In a recent International Fresh Produce Association (IFPA) webinar, three panelists spoke about the supply chain and various ways to manage the challenges the industry faces.

Moderated by Ed Treacy, VP of Supply Chain and Sustainability of IFPA, the panelists included Bill Duggan, North American Cold Chain Adviser of Eskesen Advisory; Stewart Lapage, Executive Director of Operations & Logistics of The Oppenheimer Group; and Jeff Moore, VP of Sales - Midwest Region of Tom Lange Companies, Inc.

Beginning with a quick summary of what is currently going on in the supply chain, Duggan spoke about how reefer shippers can unfortunately expect to pay more under contract as well as spot heading into the next year.

"Right now you have dry cargo paying more than refrigerated cargo which is unprecedented and crazy," Duggan said.

U.S. importers and exporters could also face "more challenges with the International Longshore and Warehouse Union renewal up for negotiations in July of this year, which could be detrimental on the West Coast".

The key takeaways right now are to pick suppliers carefully with a focus on two-way commitments, consider full end to end cost and service while watching major bottlenecks carefully.

The recommendation to clients that they work with is to sign early to secure space versus holding on for the last rate reduction or rate change.

"Waiting to the last minute is right now in January 2022 is a recipe for disaster so try to make longer term agreements."
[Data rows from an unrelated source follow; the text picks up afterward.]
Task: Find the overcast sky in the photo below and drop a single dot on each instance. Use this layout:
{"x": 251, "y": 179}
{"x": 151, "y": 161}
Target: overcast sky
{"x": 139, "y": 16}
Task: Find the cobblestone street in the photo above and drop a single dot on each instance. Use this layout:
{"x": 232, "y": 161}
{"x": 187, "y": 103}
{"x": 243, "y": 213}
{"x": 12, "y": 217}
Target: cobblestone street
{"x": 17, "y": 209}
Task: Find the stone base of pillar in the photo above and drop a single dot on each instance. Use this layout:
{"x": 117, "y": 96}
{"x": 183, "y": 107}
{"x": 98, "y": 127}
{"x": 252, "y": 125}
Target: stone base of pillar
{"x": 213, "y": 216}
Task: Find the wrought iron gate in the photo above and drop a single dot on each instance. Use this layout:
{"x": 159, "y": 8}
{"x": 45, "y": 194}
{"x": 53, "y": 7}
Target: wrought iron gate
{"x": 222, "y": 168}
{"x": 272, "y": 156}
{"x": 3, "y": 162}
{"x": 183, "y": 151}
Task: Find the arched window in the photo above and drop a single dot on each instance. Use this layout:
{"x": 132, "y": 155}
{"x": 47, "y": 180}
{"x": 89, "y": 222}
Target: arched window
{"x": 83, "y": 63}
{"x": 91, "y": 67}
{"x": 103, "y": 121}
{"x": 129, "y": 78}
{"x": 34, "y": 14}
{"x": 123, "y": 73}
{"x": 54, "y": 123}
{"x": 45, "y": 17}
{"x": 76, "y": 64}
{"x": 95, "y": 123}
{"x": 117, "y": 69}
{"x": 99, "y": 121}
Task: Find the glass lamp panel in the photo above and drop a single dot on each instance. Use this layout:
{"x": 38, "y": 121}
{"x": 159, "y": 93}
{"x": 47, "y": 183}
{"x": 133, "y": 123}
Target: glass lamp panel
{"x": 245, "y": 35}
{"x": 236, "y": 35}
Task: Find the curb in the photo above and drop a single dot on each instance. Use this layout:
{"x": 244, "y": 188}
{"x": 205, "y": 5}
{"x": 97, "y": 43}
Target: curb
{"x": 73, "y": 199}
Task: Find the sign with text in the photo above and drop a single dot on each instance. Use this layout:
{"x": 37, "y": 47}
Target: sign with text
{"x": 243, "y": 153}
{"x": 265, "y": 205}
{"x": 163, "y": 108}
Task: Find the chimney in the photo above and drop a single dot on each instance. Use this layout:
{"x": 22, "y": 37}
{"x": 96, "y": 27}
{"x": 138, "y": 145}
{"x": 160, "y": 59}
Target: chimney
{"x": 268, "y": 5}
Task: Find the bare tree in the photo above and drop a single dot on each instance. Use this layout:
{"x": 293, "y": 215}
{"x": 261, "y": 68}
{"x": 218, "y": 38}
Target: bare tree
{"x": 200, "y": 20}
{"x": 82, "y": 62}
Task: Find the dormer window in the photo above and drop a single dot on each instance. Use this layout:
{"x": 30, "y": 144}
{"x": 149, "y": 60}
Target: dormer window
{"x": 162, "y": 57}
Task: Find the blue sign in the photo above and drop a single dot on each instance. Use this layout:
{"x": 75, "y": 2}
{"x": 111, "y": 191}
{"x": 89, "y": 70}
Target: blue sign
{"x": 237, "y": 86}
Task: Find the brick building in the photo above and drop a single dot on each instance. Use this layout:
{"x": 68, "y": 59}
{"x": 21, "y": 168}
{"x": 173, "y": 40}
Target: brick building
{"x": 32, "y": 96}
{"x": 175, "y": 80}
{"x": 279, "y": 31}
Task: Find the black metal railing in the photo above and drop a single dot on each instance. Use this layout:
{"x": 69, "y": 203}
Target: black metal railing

When asked about his prediction of freight rates, Moore said "rates this year and into 2023 are going to get higher as there are a lot of things going against us and demand isn't going to taper off".

Regarding cold storage, the fresh produce industry normally waits for the current contract to end before negotiating a new one to hold onto old pricing as long as possible.
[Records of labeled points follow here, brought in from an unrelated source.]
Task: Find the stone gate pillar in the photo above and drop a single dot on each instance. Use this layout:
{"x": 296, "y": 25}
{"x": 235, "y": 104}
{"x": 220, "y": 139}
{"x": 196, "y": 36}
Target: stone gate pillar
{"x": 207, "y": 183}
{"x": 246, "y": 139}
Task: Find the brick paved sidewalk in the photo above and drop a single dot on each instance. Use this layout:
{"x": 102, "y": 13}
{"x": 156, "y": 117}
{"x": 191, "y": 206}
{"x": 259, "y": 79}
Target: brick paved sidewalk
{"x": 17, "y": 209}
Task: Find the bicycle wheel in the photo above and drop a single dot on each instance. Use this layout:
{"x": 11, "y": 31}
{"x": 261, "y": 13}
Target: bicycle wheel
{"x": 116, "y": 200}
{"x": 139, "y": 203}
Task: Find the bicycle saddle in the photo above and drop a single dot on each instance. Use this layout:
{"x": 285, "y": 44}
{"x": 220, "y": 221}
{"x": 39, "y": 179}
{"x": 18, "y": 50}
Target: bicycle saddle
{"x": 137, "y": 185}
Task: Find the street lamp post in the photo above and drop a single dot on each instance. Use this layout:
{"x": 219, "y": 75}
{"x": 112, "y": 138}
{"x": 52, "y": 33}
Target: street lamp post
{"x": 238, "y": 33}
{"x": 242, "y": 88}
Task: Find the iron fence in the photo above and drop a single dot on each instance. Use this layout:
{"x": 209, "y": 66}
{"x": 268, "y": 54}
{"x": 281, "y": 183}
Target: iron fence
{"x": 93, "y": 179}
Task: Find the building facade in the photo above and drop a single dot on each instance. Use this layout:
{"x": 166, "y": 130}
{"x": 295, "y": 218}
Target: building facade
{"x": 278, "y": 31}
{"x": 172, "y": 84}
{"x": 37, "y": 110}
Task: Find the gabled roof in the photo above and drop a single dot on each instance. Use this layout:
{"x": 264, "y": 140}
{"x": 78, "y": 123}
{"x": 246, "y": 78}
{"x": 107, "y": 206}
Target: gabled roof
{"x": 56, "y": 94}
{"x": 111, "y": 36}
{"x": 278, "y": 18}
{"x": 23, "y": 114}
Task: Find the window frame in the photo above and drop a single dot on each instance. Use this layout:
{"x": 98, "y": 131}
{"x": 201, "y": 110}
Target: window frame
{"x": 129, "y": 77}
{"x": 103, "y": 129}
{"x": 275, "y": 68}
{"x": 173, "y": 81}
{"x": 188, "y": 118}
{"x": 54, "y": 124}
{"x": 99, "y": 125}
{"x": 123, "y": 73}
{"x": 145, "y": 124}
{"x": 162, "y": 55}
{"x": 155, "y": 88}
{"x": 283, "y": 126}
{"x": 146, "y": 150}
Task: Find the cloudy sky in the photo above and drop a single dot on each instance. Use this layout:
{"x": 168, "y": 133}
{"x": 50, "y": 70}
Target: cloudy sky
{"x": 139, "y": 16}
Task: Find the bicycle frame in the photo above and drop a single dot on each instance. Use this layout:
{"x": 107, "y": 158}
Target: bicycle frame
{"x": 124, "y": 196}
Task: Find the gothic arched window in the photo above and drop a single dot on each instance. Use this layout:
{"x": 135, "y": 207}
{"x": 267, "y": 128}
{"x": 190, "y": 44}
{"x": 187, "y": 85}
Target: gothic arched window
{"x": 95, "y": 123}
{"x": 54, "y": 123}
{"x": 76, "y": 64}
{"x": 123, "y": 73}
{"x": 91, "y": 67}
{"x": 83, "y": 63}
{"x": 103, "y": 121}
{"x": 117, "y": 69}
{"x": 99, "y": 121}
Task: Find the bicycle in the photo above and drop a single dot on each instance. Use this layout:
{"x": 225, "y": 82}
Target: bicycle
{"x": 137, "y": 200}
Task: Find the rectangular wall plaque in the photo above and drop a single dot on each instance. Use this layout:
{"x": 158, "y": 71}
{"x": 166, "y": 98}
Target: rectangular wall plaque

Moore said it was necessary to be willing to listen to cold storage partners because "if the prices have gone up it is most likely for a reason".

When talking about global supply chain issues, Moore said that there is nobody that is coming out ahead right now.

"We are fortunate to be in such a developed nation with our infrastructure and everything that is in place to combat these challenges most especially when you look at some of the growing regions around the world that don't have that same level of infrastructure."

"We are doing better than most, especially some of the key growing and production regions that we are importing from."

Lapage said that flexibility is what is really needed at this point.

When asked about what the government can do to help, Duggan said: "I think the States should deploy the National Guard to get cargo off the terminals immediately and put out some pop-up holding spots to get cargo off the terminal and get the ports working more efficiently and effectively as soon as possible."

Lapage thought that at the end of the day anything the government can do to keep trucking essential and to keep the movement of fresh food as an essential service with as little red tape as possible.

"Whether that is cross border or hours of service exemptions domestically to keep the movement of goods as an essential service is crucial."

Moore spoke about "leaning on how our voices will be louder now that we have joined forces and are working together".